There was other stuff I thought I might write about now that I’m here, especially since it’s been so damned long since I actually, legitimately, blogged, but I’m being pulled away so this will have to do for now.

It’s a light-hearted blog that I’ve read for years – the author is a mom with a brilliant sense of humour and wicked sarcasm. This now classic post about revenge on a teenage son had me wetting myself laughing.

By all appearances on the surface, Crystal is one of the most confident and happy women you could ever hope to meet. She’s witty, kind, has a charming new husband, an adorable baby girl, two additional children whose high intelligence and deep love for their mother shines through in every funny story, and a large and adoring fan club of readers like myself.

A few weeks ago, Crystal attempted suicide and ended up in a psych hospital. She has since returned home and her ensuing posts have been a very raw, candid look at her experience there, as she tries to make sense of everything and still maintain some pride and humour.

In her latest entry, she wrote things I can deeply relate to. It’s spooky how she expressed, almost word-for-word, what I was wrestling with a year and a half ago and in desperation had tried to explain to a friend. Except SHE’S succinct and articulate.

We hung up the phone and I went through the day in a fog. I still had not begun to really examine why I was here and what had prompted my falling apart. I had always scowled at those who would blame their past for their present situation.
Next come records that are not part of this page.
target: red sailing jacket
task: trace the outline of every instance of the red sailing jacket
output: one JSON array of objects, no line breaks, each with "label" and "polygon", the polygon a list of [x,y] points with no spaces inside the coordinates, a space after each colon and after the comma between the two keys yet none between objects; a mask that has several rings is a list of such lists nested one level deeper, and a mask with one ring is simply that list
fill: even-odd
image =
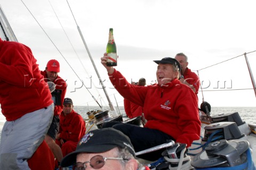
[{"label": "red sailing jacket", "polygon": [[53,101],[31,49],[0,38],[0,104],[7,121],[50,105]]},{"label": "red sailing jacket", "polygon": [[[49,80],[47,78],[46,76],[46,71],[45,70],[44,71],[41,71],[41,74],[44,76],[44,81],[45,82],[48,82]],[[56,84],[55,89],[60,89],[62,91],[61,92],[60,101],[61,105],[60,106],[55,106],[54,107],[54,116],[59,115],[60,113],[62,112],[63,109],[63,102],[64,101],[64,99],[65,98],[66,92],[67,92],[67,83],[66,81],[64,81],[60,76],[59,75],[57,76],[57,79],[53,82],[55,84]]]},{"label": "red sailing jacket", "polygon": [[61,112],[59,133],[60,138],[78,142],[85,134],[85,123],[83,117],[74,110],[66,116]]},{"label": "red sailing jacket", "polygon": [[115,69],[109,75],[116,89],[125,98],[143,107],[145,128],[172,136],[177,142],[191,146],[200,137],[197,100],[193,90],[177,79],[161,87],[136,87]]}]

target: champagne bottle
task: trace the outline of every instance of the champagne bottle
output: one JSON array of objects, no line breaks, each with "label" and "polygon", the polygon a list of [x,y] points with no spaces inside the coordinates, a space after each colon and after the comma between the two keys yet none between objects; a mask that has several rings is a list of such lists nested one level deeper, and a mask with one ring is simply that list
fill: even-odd
[{"label": "champagne bottle", "polygon": [[116,43],[114,39],[113,29],[109,29],[108,42],[107,45],[107,53],[110,58],[107,61],[107,65],[109,66],[117,65],[117,55],[116,53]]}]

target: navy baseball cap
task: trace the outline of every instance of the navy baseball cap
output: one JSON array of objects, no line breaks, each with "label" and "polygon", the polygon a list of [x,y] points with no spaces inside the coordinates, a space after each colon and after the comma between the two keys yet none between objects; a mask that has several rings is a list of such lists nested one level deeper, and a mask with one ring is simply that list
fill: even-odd
[{"label": "navy baseball cap", "polygon": [[130,139],[123,132],[113,128],[96,129],[85,134],[77,144],[75,151],[65,156],[60,163],[62,167],[74,165],[79,153],[101,153],[114,148],[127,148],[134,157],[135,151]]},{"label": "navy baseball cap", "polygon": [[154,60],[154,62],[156,64],[173,64],[175,66],[178,66],[180,71],[181,70],[181,67],[179,62],[175,58],[171,57],[165,57],[162,58],[161,60]]}]

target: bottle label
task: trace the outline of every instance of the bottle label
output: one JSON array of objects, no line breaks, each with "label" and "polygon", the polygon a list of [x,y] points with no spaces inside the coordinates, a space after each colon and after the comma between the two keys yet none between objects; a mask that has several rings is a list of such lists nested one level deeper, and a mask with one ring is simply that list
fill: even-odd
[{"label": "bottle label", "polygon": [[114,42],[115,42],[115,40],[114,39],[110,39],[108,40],[108,43],[113,44]]},{"label": "bottle label", "polygon": [[116,58],[117,58],[117,56],[116,56],[116,53],[108,53],[108,56],[110,57],[107,60],[107,62],[108,63],[116,63]]}]

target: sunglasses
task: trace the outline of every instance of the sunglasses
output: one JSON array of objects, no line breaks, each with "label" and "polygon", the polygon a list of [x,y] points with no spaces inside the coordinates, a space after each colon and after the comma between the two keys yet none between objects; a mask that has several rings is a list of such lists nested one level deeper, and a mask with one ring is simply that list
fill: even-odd
[{"label": "sunglasses", "polygon": [[96,155],[92,157],[90,161],[86,161],[84,163],[76,163],[75,165],[73,165],[72,169],[73,170],[84,170],[86,168],[86,165],[85,164],[90,163],[90,166],[91,167],[95,169],[99,169],[102,167],[104,165],[105,165],[105,162],[107,160],[113,159],[113,160],[128,160],[129,159],[123,158],[113,158],[109,157],[106,158],[104,157],[101,155]]}]

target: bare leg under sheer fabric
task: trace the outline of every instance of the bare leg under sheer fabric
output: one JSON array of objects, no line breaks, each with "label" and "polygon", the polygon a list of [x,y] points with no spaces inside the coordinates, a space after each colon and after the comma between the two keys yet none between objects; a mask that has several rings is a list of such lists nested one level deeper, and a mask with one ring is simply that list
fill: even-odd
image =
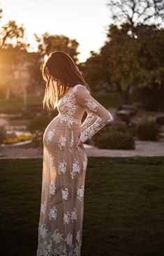
[{"label": "bare leg under sheer fabric", "polygon": [[55,118],[45,131],[37,256],[80,255],[87,155],[73,151],[81,130]]}]

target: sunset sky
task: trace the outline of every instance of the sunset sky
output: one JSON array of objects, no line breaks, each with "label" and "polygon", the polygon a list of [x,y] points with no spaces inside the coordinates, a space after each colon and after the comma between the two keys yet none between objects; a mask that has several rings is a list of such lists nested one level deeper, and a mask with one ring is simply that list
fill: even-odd
[{"label": "sunset sky", "polygon": [[28,42],[36,50],[34,33],[64,35],[80,43],[80,62],[98,52],[111,23],[109,0],[1,0],[1,26],[8,20],[23,24]]}]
I believed that we can be whomever we choose to be, regardless of where we came from or what others may have done to us.Simple and naive, yes?

I operated under the firm conviction that you don’t have the right to blame all of the crap you’ve done on your shitty childhood. We were made to rise above it. I still didn’t want to accept that maybe my childhood was odd and far from perfect. Maybe my parents were partly to blame for some of the things I did and the way I felt. I was overcome with guilt for ever thinking that. I felt weak. I was never a victim and I didn’t want to start being one, now. Besides, I love my parents and I think they did a pretty good job of making me who I am. Flawed, but who’s not?
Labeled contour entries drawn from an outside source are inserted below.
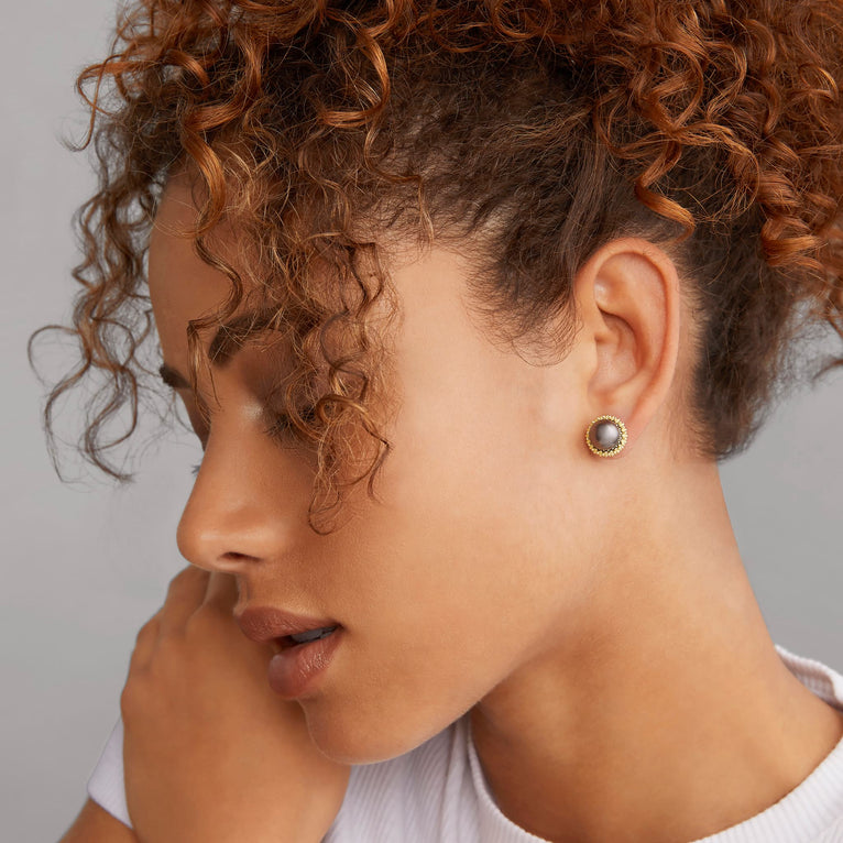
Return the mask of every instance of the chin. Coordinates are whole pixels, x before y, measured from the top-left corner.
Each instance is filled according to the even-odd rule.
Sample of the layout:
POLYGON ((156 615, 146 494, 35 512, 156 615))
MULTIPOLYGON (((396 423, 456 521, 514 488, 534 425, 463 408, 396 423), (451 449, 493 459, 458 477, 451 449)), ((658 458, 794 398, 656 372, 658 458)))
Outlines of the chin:
POLYGON ((373 711, 371 718, 365 718, 359 708, 340 715, 319 705, 305 704, 303 708, 317 749, 338 764, 349 765, 379 764, 397 758, 434 737, 458 716, 445 723, 421 723, 419 712, 414 711, 403 724, 399 716, 386 716, 383 711, 373 711), (390 727, 384 723, 390 723, 390 727))

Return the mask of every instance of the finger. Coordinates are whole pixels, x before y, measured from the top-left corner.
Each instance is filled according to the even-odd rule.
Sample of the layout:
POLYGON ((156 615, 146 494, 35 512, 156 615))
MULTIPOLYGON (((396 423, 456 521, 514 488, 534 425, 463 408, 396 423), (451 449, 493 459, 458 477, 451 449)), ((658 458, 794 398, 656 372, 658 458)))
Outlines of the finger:
POLYGON ((208 571, 188 565, 169 581, 167 599, 158 613, 161 635, 184 631, 190 615, 205 600, 209 576, 208 571))
POLYGON ((240 592, 237 578, 231 573, 214 571, 208 581, 205 605, 230 615, 237 604, 240 592))

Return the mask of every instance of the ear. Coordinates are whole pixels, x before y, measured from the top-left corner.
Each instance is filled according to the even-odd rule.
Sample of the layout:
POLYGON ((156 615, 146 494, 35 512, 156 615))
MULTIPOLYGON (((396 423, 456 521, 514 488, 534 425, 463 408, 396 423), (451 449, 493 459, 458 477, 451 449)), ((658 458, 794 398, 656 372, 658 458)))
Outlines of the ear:
POLYGON ((584 397, 592 415, 584 426, 615 415, 626 425, 628 448, 666 401, 676 374, 681 309, 676 265, 648 240, 618 238, 580 267, 573 294, 590 370, 584 397))

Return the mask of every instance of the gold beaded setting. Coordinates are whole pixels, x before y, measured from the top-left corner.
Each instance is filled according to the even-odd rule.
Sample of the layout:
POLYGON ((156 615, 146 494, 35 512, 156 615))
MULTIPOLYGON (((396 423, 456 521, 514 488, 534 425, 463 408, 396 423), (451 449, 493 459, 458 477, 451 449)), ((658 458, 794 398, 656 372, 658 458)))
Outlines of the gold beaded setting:
POLYGON ((588 430, 585 430, 585 445, 589 446, 589 450, 592 453, 595 453, 598 457, 614 457, 615 453, 621 451, 623 447, 626 445, 626 425, 624 425, 623 421, 621 421, 617 416, 598 416, 590 425, 588 430), (594 427, 594 425, 599 425, 601 421, 611 421, 612 424, 617 426, 617 429, 621 431, 621 437, 617 440, 614 448, 609 448, 606 450, 602 450, 598 448, 592 441, 591 441, 591 430, 594 427))

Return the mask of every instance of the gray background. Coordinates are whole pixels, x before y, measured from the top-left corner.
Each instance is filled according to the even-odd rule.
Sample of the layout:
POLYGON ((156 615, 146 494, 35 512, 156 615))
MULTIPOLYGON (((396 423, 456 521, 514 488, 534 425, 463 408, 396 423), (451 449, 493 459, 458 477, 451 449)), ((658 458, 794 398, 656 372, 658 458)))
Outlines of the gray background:
MULTIPOLYGON (((175 433, 123 489, 92 477, 63 484, 46 456, 43 387, 25 341, 69 313, 76 285, 68 271, 78 259, 69 220, 94 178, 85 155, 67 152, 58 138, 81 136, 73 80, 105 55, 114 15, 113 0, 51 7, 45 14, 43 4, 18 4, 14 24, 0 29, 0 837, 17 843, 57 840, 85 799, 119 714, 136 631, 185 565, 175 528, 199 453, 175 433)), ((829 434, 843 421, 842 375, 791 396, 753 447, 721 469, 774 641, 841 671, 843 456, 840 437, 829 434)))

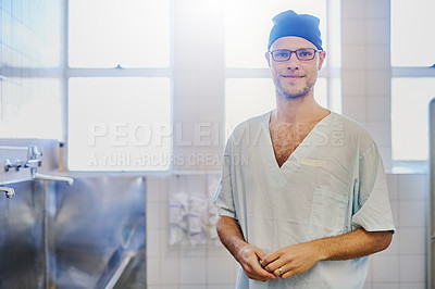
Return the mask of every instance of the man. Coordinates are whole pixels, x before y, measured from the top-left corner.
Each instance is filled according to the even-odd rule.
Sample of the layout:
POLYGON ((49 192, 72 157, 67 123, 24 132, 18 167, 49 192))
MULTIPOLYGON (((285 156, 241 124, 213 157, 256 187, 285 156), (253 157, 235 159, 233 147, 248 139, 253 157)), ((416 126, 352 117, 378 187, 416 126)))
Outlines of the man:
POLYGON ((360 124, 314 100, 326 55, 319 18, 273 21, 276 109, 227 142, 217 234, 240 264, 237 288, 362 288, 368 255, 395 230, 381 155, 360 124))

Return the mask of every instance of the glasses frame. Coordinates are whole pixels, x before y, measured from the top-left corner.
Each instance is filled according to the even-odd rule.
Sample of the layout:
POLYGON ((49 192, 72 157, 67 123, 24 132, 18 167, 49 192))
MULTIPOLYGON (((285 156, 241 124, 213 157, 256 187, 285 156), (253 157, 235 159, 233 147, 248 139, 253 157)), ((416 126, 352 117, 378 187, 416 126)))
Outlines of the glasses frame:
POLYGON ((272 56, 273 61, 275 61, 275 62, 286 62, 286 61, 288 61, 288 60, 291 58, 291 54, 293 54, 293 53, 295 53, 296 58, 297 58, 298 60, 300 60, 300 61, 310 61, 310 60, 313 60, 313 59, 315 58, 315 53, 316 53, 316 52, 321 52, 321 51, 323 51, 323 50, 315 49, 315 48, 298 48, 298 49, 296 49, 296 50, 290 50, 290 49, 275 49, 275 50, 269 51, 269 53, 271 53, 271 56, 272 56), (300 50, 312 50, 312 51, 314 51, 313 56, 312 56, 311 59, 300 59, 299 55, 298 55, 298 51, 300 51, 300 50), (273 55, 273 52, 275 52, 275 51, 288 51, 288 52, 289 52, 288 58, 287 58, 286 60, 275 60, 275 56, 273 55))

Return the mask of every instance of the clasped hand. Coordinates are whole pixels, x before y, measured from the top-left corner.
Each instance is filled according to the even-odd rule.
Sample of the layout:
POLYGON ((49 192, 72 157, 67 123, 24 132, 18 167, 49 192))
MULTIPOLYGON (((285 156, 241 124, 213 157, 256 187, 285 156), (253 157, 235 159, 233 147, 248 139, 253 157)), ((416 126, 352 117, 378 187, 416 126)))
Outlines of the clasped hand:
POLYGON ((247 244, 239 254, 239 262, 249 278, 268 281, 276 276, 286 279, 306 272, 321 260, 320 256, 310 242, 287 246, 269 255, 260 248, 247 244))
It never occurred to me that I can examine the past and accept that my childhood was not normal without being vindictive or resentful toward my Mom and Dad. They screwed up a lot; so do I. It doesn’t make me love them any less fiercely than I do and it doesn’t make me think for one second that they were bad parents.

My present situation was brought on by a mix of things from childhood, my teen years and beyond. Everyone’s life is a tapestry of experiences, good and bad. I’m not special. My situations were different than others, but no more painful. I never really felt the need to drudge all of that up, but all of these therapists were telling me that digging up the bodies was exactly what I needed to do.
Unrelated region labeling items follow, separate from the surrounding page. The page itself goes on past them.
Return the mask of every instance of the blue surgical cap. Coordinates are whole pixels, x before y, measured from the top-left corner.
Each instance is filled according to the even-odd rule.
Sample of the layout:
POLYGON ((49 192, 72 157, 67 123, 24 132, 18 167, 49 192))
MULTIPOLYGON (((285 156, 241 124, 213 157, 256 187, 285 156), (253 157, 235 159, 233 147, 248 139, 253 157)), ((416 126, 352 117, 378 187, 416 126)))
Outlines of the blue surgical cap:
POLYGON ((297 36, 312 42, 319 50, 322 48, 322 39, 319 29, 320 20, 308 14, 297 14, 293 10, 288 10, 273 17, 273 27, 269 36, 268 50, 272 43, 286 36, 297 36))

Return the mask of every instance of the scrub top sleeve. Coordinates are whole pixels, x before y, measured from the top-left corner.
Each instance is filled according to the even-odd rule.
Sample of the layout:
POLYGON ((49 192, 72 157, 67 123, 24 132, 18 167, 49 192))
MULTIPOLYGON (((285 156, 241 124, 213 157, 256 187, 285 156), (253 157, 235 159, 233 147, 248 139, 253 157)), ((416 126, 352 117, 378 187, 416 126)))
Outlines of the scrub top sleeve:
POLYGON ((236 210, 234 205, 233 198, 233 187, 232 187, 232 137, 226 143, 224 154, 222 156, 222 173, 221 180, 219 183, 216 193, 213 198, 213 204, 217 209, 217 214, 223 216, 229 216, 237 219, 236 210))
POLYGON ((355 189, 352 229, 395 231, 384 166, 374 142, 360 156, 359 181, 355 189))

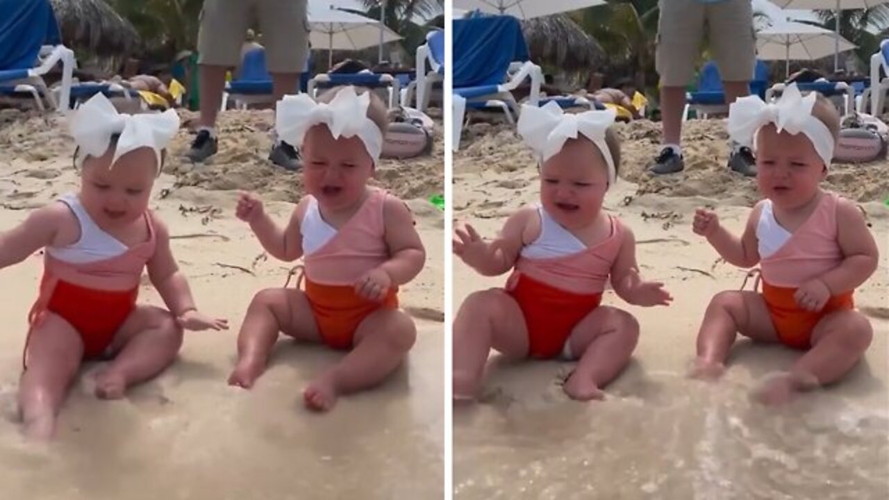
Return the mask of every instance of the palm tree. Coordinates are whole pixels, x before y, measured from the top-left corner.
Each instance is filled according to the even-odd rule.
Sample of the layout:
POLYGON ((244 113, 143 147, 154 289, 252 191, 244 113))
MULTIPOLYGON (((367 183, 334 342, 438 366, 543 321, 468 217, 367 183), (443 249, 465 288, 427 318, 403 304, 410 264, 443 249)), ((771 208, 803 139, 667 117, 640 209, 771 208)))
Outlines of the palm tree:
POLYGON ((867 62, 870 60, 871 54, 879 51, 880 41, 887 34, 889 5, 840 11, 839 18, 836 12, 819 11, 818 18, 823 28, 831 30, 837 29, 838 20, 840 36, 858 45, 855 55, 860 60, 867 62))
POLYGON ((105 0, 132 23, 146 52, 170 59, 194 50, 204 0, 105 0))
POLYGON ((658 0, 609 0, 572 14, 608 54, 606 73, 632 75, 644 88, 655 85, 658 0))
MULTIPOLYGON (((366 12, 360 12, 373 19, 380 19, 380 0, 362 0, 366 12)), ((436 16, 444 12, 444 0, 386 0, 386 26, 404 38, 402 47, 408 53, 426 43, 426 32, 435 26, 436 16), (420 26, 413 22, 414 17, 430 20, 420 26)))

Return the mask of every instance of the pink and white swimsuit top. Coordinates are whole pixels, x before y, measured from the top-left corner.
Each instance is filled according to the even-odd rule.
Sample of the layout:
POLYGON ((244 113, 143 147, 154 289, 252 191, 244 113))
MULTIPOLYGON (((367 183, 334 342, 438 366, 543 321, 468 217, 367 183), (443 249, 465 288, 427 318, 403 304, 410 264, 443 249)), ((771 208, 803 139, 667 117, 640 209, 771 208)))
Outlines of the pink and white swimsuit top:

My heart aches for Crystal’s confusion and frustration, but sings for her strength. Fortunately, I’ve never felt suicidal, but after one of the surgeries last year, I was hit by a wave where I didn’t really care if I ever woke up again, despite the overwhelming love and concern of my amazing husband and children beside me.

I’ve made my way through a lot of things in life but I had never, EVER, experienced that feeling of utter exhaustion and defeat before. The realization that I had an “end of my rope” and it wasn’t nearly so far away as I’d imagined, scared the sheer hell out of me, and made me feel even more guilty, and ashamed, and vulnerable, than I was already feeling.

I still struggle with that newfound and unwelcome awareness. I can’t imagine what Crystal must be having to deal with, but I feel immense respect for as she struggles through it.